Pour eux, le rôle des politiques est crucial mais consiste uniquement à les protéger. Abraham attend des positionnements forts du gouvernement et des responsables élus :

« Quand je vois la division entre les partis, ça me fait peur. En tant que citoyen, mon champ d’action pour lutter contre l’antisémitisme est limité : je peux partager des choses sur les réseaux sociaux mais c’est tout. J’aimerais que lorsqu’on raye ma voiture à cause des kippas qui sont sur la banquette arrière, ça soit sévèrement puni. »

Abraham, 34 ans
Manif antisémitisme 12 novembre 2023
Sous les nombreuses caméras et cerné de micros, François Ruffin a développé son choix de manifester à Strasbourg plutôt qu’à Paris.Photo : Camille Balzinger / Rue89 Strasbourg / cc

« Il faut agir avant que la haine touche tout le monde »

Yves, 77 ans

Une fois le cortège arrivé place de la République, de petits groupes se forment puis commencent à se disperser. Au milieu des pelouses encore vertes, peu après midi, plusieurs manifestants prennent à parti Alexis Corbière qui range son écharpe tricolore. Parmi eux, Ventura, qui considère que Jean-Luc Mélenchon est antisémite et que les députés LFI, quels qu’ils soient, ne sont pas les bienvenus dans la mobilisation.

Avec sa casquette enfoncée jusqu’aux sourcils, Yves, 77 ans, est dubitatif. « Peut-être qu’au fond, Alexis Corbière est contre l’antisémitisme », lâche-t-il. Le retraité ne comprend pas que LFI n’ait pas voulu défiler aux côtés du RN. « Ils l’ont déjà fait pour les retraites, alors pourquoi pas cette-fois », questionne-t-il.

« Tout le monde devrait être raccord pour dénoncer l’antisémitisme, ça devrait faire consensus. Car pour le moment, ce ne sont que les juifs qui sont concernés. Il faut agir avant que la haine touche tout le monde, mais c’est peut-être trop tard. »

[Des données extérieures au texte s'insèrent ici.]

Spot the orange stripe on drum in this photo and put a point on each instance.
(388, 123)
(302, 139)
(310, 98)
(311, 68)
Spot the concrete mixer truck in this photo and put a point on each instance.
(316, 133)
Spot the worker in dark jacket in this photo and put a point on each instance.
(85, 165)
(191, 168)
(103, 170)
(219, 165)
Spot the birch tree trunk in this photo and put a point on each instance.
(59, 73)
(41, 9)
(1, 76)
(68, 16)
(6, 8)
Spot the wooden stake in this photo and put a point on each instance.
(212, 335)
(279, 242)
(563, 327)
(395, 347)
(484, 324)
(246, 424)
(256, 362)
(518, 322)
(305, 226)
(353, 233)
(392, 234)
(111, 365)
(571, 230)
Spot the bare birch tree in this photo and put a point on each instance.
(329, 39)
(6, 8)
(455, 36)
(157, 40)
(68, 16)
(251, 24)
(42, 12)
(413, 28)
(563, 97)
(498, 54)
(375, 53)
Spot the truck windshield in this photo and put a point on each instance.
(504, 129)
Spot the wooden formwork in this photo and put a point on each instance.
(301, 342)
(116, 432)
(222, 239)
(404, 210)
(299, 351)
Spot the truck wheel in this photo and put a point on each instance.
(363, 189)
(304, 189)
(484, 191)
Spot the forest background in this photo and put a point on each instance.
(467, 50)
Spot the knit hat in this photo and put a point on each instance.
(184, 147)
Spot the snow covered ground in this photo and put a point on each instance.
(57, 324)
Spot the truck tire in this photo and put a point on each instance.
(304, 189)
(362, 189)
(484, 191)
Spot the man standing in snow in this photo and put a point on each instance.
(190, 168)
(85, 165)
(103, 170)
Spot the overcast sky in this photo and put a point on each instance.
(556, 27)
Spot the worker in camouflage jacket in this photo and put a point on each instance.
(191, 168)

Yves, 77 ans, retraité strasbourgeois

Quant au RN, « peut-être qu’ils ont changé d’avis, tout le monde n’est pas Jean-Marie Le Pen », estime-t-il. Le fondateur du Front national, désormais Rassemblement national, a notamment été condamné pour « antisémitisme insidieux » en 1986, puis pour « contestation de crimes contre l’humanité » en 2018 – suite à des propos qualifiant les chambres à gaz de « détail de l’Histoire ».

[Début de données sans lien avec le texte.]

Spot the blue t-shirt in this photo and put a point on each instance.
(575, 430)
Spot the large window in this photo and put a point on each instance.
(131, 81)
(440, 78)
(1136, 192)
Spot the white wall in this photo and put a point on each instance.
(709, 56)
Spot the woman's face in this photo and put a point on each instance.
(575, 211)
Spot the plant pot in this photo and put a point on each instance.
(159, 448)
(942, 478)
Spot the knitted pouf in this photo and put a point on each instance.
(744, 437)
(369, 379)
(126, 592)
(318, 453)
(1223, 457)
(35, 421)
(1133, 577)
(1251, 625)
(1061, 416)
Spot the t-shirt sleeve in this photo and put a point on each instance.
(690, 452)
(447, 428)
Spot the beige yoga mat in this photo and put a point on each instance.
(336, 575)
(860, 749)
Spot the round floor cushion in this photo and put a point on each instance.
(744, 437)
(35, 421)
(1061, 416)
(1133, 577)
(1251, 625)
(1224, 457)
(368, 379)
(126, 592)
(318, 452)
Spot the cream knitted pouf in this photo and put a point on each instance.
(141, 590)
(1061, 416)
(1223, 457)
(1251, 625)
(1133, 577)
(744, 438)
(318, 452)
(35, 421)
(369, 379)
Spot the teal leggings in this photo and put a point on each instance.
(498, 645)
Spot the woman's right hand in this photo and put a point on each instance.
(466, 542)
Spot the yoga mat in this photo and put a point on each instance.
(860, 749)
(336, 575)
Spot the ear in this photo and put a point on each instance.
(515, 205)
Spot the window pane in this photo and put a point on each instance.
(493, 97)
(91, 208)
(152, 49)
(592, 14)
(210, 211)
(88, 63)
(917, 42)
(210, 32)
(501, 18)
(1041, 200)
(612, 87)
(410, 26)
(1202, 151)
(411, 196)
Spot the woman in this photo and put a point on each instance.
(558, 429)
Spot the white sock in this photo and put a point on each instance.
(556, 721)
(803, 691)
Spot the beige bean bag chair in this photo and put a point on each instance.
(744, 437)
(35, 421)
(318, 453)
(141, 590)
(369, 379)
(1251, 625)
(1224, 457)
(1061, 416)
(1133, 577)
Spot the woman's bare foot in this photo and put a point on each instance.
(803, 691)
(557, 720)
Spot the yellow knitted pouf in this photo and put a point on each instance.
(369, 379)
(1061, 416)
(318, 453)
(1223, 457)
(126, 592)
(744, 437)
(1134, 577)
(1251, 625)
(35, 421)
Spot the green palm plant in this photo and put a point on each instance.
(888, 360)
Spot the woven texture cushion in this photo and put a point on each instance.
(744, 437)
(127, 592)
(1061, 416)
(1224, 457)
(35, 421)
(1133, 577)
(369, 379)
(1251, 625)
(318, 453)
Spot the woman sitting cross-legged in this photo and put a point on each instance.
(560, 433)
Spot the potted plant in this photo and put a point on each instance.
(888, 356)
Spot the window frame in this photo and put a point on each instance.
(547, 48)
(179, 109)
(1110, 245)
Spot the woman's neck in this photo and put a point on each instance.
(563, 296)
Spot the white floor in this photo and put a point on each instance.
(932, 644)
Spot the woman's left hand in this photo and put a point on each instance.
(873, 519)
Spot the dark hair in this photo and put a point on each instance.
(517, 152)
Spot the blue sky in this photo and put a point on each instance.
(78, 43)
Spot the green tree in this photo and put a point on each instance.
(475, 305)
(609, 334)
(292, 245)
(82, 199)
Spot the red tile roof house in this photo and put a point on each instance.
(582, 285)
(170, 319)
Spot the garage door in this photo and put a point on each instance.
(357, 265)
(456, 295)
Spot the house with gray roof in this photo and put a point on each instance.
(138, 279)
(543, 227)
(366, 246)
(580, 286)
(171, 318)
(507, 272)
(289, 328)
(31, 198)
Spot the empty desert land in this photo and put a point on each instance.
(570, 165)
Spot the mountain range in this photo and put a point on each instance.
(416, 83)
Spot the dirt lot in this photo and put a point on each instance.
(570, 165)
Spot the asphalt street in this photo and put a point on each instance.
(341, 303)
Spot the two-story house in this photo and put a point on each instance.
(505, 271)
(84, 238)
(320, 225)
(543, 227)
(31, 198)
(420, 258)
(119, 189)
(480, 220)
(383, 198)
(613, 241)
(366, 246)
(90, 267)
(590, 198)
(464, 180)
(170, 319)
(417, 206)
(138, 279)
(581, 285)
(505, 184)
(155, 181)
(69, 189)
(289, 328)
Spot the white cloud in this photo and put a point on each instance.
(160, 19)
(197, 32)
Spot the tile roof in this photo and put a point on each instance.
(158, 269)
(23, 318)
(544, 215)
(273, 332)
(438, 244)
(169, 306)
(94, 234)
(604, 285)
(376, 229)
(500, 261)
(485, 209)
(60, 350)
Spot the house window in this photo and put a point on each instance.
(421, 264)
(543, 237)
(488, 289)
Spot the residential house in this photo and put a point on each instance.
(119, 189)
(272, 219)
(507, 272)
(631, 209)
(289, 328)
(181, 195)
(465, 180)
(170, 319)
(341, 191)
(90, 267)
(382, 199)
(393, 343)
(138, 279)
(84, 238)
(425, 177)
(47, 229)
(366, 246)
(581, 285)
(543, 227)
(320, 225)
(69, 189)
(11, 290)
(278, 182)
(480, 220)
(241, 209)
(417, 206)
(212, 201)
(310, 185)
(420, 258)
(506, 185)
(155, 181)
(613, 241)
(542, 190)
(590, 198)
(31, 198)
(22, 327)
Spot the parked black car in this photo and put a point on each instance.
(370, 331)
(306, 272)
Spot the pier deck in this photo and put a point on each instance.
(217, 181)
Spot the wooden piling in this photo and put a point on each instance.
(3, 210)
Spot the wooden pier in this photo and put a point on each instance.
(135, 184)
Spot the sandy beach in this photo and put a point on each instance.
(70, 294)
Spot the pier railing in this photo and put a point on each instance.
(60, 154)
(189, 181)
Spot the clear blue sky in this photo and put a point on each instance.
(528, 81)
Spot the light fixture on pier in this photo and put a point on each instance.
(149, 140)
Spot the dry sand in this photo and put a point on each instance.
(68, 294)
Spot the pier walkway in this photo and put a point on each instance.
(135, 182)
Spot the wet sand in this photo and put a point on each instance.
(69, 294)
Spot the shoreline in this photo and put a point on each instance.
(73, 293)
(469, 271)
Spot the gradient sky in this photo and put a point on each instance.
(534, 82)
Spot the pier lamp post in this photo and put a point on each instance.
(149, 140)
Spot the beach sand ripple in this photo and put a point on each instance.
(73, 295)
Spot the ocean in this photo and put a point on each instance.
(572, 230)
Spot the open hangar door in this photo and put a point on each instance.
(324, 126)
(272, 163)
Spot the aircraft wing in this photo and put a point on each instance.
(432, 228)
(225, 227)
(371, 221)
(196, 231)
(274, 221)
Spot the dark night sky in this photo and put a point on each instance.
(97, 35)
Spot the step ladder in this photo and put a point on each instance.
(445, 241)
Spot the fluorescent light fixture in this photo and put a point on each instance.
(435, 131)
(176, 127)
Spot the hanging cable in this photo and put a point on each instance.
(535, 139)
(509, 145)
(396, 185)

Manif antisémitisme 12 novembre 2023
À l’issue de la manifestation, plusieurs personnes ont alpagué Alexis Corbière, député LFI, lui demandant pourquoi il faisait encore partie de la formation politique de Jean-Luc Mélenchon.Photo : Camille Balzinger / Rue89 Strasbourg / cc

Une communauté juive tentée par le vote RN

Plusieurs manifestants de confession juive croisés dimanche 12 novembre ne voient pas de problème avec la nouvelle génération d’élus du Rassemblement national. C’est le cas d’Emmanuel, 38 ans :

« Dans ma communauté, on se sent abandonné par la gauche française. Alors que certaines idées du Rassemblement national nous font penser qu’ils veulent plutôt nous protéger. Bien sûr qu’il y a une méfiance envers ce parti, on sait très bien d’où il vient. Je ne sais pas si on peut en changer l’ADN en si peu de temps, mais les élus sont d’une génération qui n’est pas celle de Jean-Marie Le Pen et le judaïsme n’est plus la bête à abattre. »

Emmanuel, 38 ans

Il cite Serge Klasfeld, historien et avocat, qui a dans une interview au Parisien applaudi la venue du RN aux marches de dimanche. Une interview aussi citée par Angèle, 74 ans, qui se veut précautionneuse dans les mots qu’elle utilise pour qualifier la présence du parti d’extrême droite. « Tout ce qui nous rapproche est bon à prendre », estime-t-elle.

Du haut de ses 24 ans, Axelle fait partie des plus jeunes manifestants et trouve naturel que le RN marche contre l’antisémitisme : « Je pense que ça concerne tout le monde, et je suis triste de voir qu’Emmanuel Macron n’est même pas sorti dans la rue ». Pour elle non plus, pas d’incohérence entre la présence du RN et le fond des revendications soulevées par la manifestation.